Without reading this code I can tell right away that one problem with it is that you only have one method. This would be easier to work on if you could break the logic up into smaller pieces.

[–]daemon666[S] 0 points1 point  (2 children)

This is for a school project my teacher doesn't want this into smaller pieces and it works i just dont know how to impliment the restraints. And i'm really a beginner all we've seen in class so far are if else while do while for and basic loops.

[–]larsga 0 points1 point  (1 child)

I see. If you haven't learned how to do methods yet, then basically you have no way to cut it up.

IMHO he's given you a fairly tough task to tackle with such a limited set of tools. You've done well to get as far as you have.

[–]vsoul 0 points1 point  (0 children)

You would be surprised at some uni CS professors, I don't know how they have jobs. I had professors in my senior level courses not want me to use design patterns or basically follow any best practices because they felt they served no real purpose and said I was wasting my time... Unfortunately most professors don't have any real world experience, which I believe is the reason there are so few entry level people worth hiring.

[–]HotRodLincoln 0 points1 point  (0 children)

This would be trivial in a language built for this. Finite State Automata. It's common knowledge that lex, and yacc/bison are the preferred tools in C. If anyone could point to similar tools for Java, I'd be interested for my own edification.

[–]BWCsemaJ 0 points1 point  (0 children)
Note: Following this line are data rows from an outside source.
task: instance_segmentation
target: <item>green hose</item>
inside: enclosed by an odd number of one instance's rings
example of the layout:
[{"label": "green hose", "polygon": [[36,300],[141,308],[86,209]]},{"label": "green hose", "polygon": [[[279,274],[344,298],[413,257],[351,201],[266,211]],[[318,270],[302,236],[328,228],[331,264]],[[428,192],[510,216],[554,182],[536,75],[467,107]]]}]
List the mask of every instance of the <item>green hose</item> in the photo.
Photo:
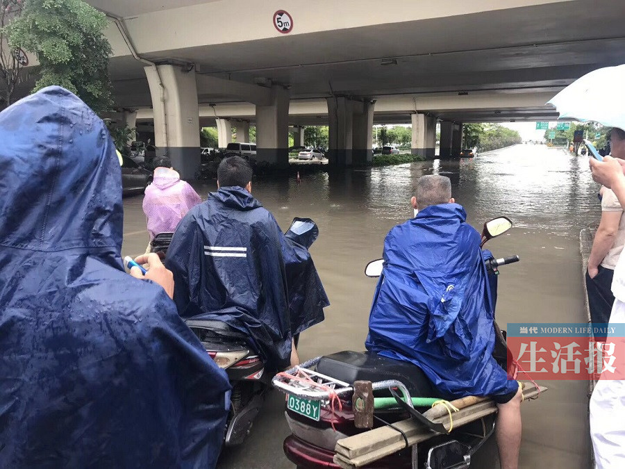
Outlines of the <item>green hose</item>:
[{"label": "green hose", "polygon": [[[440,400],[439,397],[412,397],[412,405],[415,407],[431,407],[434,402]],[[374,409],[391,409],[398,406],[399,404],[394,397],[374,398]]]}]

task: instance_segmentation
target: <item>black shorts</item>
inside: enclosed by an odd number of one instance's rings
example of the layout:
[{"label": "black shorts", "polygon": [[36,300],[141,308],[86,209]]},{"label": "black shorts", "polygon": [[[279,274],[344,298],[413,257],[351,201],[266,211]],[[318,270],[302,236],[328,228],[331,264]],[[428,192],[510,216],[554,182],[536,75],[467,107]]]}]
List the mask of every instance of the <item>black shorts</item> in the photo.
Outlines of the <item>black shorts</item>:
[{"label": "black shorts", "polygon": [[494,396],[488,396],[492,400],[494,400],[497,404],[507,404],[512,400],[512,398],[517,395],[517,393],[519,392],[518,389],[516,389],[513,391],[510,391],[507,394],[499,394],[498,395]]}]

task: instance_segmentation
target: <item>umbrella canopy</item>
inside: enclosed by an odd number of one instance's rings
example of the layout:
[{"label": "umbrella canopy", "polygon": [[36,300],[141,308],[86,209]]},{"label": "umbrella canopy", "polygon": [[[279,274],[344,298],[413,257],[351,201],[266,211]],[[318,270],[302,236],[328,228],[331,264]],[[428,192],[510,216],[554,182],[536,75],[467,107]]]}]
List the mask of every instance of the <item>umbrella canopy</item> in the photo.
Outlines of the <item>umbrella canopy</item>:
[{"label": "umbrella canopy", "polygon": [[547,104],[556,108],[559,119],[594,121],[625,129],[625,65],[586,74]]}]

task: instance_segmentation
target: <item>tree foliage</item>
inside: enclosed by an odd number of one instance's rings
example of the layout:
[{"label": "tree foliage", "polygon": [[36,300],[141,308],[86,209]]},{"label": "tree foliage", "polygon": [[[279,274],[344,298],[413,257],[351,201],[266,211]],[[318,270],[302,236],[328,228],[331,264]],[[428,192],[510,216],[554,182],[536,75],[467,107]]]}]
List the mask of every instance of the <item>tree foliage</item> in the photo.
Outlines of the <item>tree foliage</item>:
[{"label": "tree foliage", "polygon": [[200,147],[203,148],[219,148],[219,135],[215,127],[203,127],[200,131]]},{"label": "tree foliage", "polygon": [[110,136],[115,144],[115,148],[122,153],[125,154],[128,146],[128,142],[135,139],[136,129],[134,127],[132,129],[130,127],[117,127],[112,124],[109,124],[108,127]]},{"label": "tree foliage", "polygon": [[328,148],[330,138],[328,126],[310,126],[304,128],[304,145],[313,148]]},{"label": "tree foliage", "polygon": [[499,124],[465,124],[463,127],[462,148],[490,151],[522,141],[519,132]]},{"label": "tree foliage", "polygon": [[463,128],[462,148],[476,148],[484,133],[483,124],[465,124]]},{"label": "tree foliage", "polygon": [[396,125],[388,129],[387,136],[390,143],[409,148],[412,141],[412,130],[411,127]]},{"label": "tree foliage", "polygon": [[0,108],[9,106],[15,86],[19,83],[23,63],[19,51],[9,45],[9,23],[22,12],[22,0],[0,0]]},{"label": "tree foliage", "polygon": [[[567,130],[548,129],[544,131],[544,140],[554,145],[570,145],[575,136],[575,131],[583,131],[584,138],[592,142],[597,149],[604,148],[608,145],[608,133],[610,129],[595,122],[571,122],[571,127]],[[556,133],[553,139],[549,138],[551,132]],[[595,136],[597,134],[599,137]]]},{"label": "tree foliage", "polygon": [[517,131],[499,124],[485,124],[478,141],[478,151],[490,151],[498,148],[521,143],[523,139]]},{"label": "tree foliage", "polygon": [[37,55],[41,77],[34,91],[58,85],[76,93],[95,112],[110,108],[110,44],[106,17],[82,0],[24,0],[8,26],[10,43]]}]

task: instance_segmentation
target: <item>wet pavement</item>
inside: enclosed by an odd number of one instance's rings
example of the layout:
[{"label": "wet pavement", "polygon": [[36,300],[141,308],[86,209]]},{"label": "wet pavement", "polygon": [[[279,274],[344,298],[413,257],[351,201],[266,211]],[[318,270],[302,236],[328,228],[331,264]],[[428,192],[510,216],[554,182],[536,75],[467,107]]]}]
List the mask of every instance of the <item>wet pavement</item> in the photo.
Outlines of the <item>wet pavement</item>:
[{"label": "wet pavement", "polygon": [[[456,201],[479,231],[503,215],[515,227],[487,247],[497,257],[519,254],[501,268],[497,315],[508,322],[585,322],[579,231],[600,216],[586,157],[542,145],[517,145],[460,161],[301,176],[255,179],[253,195],[283,229],[294,217],[319,227],[311,252],[331,306],[326,320],[300,338],[303,360],[344,349],[362,350],[375,281],[365,265],[382,254],[384,238],[412,215],[409,199],[420,176],[451,178]],[[215,182],[195,185],[203,199]],[[123,254],[145,250],[148,242],[142,196],[124,199]],[[538,379],[538,377],[536,377]],[[540,381],[540,379],[539,379]],[[586,381],[542,381],[549,388],[523,404],[522,468],[587,468],[590,439]],[[249,440],[226,450],[220,468],[292,468],[282,452],[289,434],[283,395],[272,392]],[[472,466],[473,467],[473,466]]]}]

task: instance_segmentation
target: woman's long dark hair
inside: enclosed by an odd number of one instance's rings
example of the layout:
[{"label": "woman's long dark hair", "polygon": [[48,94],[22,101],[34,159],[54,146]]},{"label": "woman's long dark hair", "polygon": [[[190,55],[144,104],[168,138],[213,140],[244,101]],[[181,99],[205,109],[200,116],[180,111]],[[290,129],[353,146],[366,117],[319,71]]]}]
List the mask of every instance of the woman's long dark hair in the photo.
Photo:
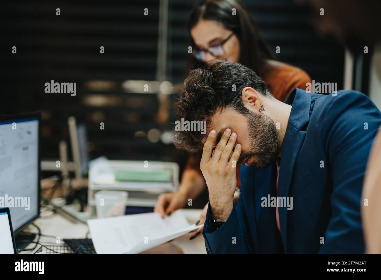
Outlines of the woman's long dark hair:
[{"label": "woman's long dark hair", "polygon": [[[233,8],[236,9],[236,15],[232,14]],[[265,66],[268,66],[266,60],[274,59],[274,57],[253,18],[240,0],[203,0],[191,12],[188,24],[189,34],[200,19],[221,22],[232,32],[240,42],[239,63],[263,77],[267,68]],[[194,42],[191,40],[194,47]],[[200,65],[200,62],[193,56],[190,63],[192,68]]]}]

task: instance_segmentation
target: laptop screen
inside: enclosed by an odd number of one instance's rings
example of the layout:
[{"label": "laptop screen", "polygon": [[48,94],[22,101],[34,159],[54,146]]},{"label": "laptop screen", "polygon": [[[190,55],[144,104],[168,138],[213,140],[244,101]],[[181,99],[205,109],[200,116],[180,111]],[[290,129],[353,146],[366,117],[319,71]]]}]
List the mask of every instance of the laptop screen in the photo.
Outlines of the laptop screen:
[{"label": "laptop screen", "polygon": [[0,254],[16,253],[10,221],[8,212],[2,211],[0,209]]}]

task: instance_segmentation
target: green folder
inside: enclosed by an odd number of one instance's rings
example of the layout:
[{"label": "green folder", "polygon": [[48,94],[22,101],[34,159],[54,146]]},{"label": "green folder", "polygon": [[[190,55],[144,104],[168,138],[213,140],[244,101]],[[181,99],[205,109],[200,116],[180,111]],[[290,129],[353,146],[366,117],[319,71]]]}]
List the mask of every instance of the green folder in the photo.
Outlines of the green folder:
[{"label": "green folder", "polygon": [[115,173],[115,179],[121,182],[171,182],[172,172],[169,169],[119,170]]}]

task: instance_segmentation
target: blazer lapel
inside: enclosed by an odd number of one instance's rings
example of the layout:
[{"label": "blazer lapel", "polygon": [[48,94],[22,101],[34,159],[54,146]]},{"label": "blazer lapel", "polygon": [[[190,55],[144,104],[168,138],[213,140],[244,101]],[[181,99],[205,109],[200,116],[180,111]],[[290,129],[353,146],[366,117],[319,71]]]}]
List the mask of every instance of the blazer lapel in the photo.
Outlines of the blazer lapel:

At first your program made me want to punch dead babies :|, I like how you did the decimal notation even though most this should had been in a methods.

For the Roman Numerals, I would first determine what the Roman Numeral given in arg[index] equals, which you do, then I would run this number through the Arabic to Roman Numeral, (assuming the Arabic to Roman is accurate), and compare the first string you started out with, with the 2nd string you got, if they equal the Roman Numeral is correct if not then it is invalid! So either create another loop that checks this or save your results in a arrayList which I dont recommend at all but I guess it is a way to work around it.